I like the motto that you talk about. This is so true, but something I forget. Keeping those words handy help in letting go of those judgments that clutter our minds.
As always, thanks for stopping by.
Hi Rudri….I just found your blog post on the SITSshare linkup and read your post. I think just about everyone I know struggles with what others think of us on one level or another–especially us women–even when we say we don’t care. I too have written about it from several different directions but I appreciate the idea that BECAUSE of our own unique perspectives we can never REALLY know what is going on with another (and likewise others can never really know what we are going through). That alone should help to remind me that I can’t let anything important in my life be determined by other people opinions–right? Thank you for this new idea. Who knows? Maybe it will be just the right piece that will allow me to close the door. ~Kathy
Anytime I make a rush to judgment, whether it is toward a stranger or friend, I remind myself that I am not privy to that person’s backstory. My lens is clouded with my interpretation. As soon as I internalize this thought process, it becomes easier to take a step back and realize how wrong it is to choose to fill in blanks to a story I do not know.
Thanks for stopping by.
I came across your blog from the Sitssharefest this weekend… I agree, it is hard to separate yourself from the perceptions of others. And even harder to separate ourselves from the desire to have others share positive perceptions of us. Sometimes I find myself struggling over the right wording not to offend” anyone. Then I realize the people who know me will know what I mean..

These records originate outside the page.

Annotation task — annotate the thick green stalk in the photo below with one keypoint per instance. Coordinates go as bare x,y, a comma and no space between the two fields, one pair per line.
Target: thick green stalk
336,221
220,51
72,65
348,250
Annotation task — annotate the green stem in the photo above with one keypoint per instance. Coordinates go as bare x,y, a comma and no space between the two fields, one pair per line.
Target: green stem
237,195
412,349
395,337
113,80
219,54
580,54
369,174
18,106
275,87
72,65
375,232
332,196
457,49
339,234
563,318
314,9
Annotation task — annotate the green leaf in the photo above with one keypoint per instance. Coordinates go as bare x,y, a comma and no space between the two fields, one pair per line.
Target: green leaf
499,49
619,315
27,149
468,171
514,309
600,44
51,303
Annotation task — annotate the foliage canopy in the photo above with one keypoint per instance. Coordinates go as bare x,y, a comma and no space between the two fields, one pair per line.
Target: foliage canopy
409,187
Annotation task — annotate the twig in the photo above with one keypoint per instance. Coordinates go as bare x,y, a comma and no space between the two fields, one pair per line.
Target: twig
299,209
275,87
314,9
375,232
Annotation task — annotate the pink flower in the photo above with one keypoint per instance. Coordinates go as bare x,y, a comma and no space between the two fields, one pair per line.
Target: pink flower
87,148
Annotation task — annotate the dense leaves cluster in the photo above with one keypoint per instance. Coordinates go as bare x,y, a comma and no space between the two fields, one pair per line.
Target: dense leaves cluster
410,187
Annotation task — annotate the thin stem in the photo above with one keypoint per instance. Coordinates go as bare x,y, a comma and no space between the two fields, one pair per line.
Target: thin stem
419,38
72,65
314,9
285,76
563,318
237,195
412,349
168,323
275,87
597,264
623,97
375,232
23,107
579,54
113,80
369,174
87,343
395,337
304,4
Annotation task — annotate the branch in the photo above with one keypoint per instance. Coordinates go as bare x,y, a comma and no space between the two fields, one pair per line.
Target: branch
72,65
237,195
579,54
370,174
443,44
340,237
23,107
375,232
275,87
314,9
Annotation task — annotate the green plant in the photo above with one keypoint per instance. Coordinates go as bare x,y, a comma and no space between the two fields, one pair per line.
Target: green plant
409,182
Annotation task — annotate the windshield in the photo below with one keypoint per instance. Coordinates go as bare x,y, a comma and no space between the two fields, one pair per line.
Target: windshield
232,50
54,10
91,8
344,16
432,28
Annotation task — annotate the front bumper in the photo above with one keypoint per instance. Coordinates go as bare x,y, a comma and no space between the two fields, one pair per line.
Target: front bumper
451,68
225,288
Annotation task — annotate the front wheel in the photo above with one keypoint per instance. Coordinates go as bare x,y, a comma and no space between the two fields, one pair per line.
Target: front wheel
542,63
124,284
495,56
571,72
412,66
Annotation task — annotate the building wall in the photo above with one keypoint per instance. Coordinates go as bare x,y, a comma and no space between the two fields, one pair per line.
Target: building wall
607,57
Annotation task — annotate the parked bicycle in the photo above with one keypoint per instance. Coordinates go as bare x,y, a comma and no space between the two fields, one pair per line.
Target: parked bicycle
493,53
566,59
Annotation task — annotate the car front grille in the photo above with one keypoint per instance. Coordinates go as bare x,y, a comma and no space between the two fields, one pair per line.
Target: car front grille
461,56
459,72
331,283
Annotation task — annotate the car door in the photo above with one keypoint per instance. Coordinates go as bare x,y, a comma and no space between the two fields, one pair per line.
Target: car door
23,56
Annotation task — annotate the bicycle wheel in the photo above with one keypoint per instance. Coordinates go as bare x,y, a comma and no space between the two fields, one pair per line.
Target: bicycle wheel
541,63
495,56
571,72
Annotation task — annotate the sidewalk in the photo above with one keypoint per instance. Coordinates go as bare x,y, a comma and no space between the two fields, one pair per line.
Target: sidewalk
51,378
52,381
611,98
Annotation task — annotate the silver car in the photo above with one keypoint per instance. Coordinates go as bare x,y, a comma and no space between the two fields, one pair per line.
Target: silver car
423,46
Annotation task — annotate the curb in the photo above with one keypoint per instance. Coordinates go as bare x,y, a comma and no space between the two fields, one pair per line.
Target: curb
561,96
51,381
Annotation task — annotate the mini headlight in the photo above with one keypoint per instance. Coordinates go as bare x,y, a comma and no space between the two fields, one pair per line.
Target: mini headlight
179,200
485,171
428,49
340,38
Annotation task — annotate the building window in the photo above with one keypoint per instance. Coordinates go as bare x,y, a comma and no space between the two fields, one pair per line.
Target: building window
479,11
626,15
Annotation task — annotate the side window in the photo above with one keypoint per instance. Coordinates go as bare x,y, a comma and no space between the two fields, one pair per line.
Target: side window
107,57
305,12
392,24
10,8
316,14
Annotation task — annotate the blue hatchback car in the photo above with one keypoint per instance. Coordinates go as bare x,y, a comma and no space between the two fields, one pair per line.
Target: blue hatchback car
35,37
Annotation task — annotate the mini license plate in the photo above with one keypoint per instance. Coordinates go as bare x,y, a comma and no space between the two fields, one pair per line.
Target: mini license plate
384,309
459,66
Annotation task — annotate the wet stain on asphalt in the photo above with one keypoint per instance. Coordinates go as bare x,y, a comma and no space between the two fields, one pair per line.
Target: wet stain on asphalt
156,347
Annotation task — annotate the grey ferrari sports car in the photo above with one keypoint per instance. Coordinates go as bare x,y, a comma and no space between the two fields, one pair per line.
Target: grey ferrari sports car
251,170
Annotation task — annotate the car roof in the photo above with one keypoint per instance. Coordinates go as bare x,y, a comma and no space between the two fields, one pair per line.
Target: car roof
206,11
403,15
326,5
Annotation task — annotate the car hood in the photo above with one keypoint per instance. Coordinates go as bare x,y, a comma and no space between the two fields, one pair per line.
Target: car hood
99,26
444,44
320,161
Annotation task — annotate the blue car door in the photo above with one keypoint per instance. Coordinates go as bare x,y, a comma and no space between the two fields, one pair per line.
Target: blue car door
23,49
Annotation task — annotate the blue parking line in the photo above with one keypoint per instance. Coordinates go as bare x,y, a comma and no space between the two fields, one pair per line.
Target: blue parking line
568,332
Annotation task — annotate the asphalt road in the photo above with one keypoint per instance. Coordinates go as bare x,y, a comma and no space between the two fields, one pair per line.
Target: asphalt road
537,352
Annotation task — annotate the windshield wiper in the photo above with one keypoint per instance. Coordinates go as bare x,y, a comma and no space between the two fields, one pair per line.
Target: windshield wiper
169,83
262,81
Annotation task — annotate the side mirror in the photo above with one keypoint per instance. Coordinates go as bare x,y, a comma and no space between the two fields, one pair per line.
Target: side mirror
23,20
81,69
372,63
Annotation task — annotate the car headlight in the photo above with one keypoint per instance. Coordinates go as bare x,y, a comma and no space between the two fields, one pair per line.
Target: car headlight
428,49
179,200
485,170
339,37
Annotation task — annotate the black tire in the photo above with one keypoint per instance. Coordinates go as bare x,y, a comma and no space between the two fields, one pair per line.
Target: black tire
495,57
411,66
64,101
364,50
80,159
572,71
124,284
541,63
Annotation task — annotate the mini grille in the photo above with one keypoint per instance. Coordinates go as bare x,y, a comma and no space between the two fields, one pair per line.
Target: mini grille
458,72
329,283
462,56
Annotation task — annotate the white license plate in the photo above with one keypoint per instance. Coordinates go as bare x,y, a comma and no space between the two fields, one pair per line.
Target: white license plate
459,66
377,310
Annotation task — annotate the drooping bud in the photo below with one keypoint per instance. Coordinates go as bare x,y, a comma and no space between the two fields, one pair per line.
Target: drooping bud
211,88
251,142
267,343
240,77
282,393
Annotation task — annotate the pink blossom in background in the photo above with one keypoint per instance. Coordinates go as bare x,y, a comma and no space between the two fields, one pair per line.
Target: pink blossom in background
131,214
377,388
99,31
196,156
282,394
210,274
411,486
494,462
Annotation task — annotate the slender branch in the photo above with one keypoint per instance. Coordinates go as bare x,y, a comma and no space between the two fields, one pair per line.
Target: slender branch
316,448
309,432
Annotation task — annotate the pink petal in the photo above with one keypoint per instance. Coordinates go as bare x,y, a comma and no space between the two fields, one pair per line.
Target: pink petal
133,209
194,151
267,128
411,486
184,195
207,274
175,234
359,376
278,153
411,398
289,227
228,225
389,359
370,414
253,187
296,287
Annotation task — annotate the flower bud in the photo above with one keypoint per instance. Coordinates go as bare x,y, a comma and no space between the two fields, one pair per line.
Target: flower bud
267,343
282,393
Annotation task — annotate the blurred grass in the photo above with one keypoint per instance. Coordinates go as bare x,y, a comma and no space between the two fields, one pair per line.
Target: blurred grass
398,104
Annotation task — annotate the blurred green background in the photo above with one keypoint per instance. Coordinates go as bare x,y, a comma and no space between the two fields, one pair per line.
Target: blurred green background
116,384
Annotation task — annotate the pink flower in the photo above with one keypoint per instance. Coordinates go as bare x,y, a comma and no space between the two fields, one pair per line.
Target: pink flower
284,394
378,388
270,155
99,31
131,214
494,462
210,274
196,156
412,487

Welcome! Thanks so much for stopping by.
My struggle centers around letting go of the perceptions of others and understanding that my reality supersedes what others may think. Your words reminded me of a Dr. Seuss quote, “Be who you are and say what you feel, because those who mind don’t matter and those who matter don’t mind.”
I appreciate you reading and am glad my words resonated with you.
What an insightful post, Rudri. We all live with facade to varying degrees and for numerous reasons. To judge others, never knowing the depth and intensity of their back stories, is invariably to misjudge.
Thanks, Wolf. I think these judgments are a part of everyone’s makeup. I hope that eventually I can taper my reactions when I hear someone has an erroneous perception of a situation or person. It is difficult practice that requires diligent effort.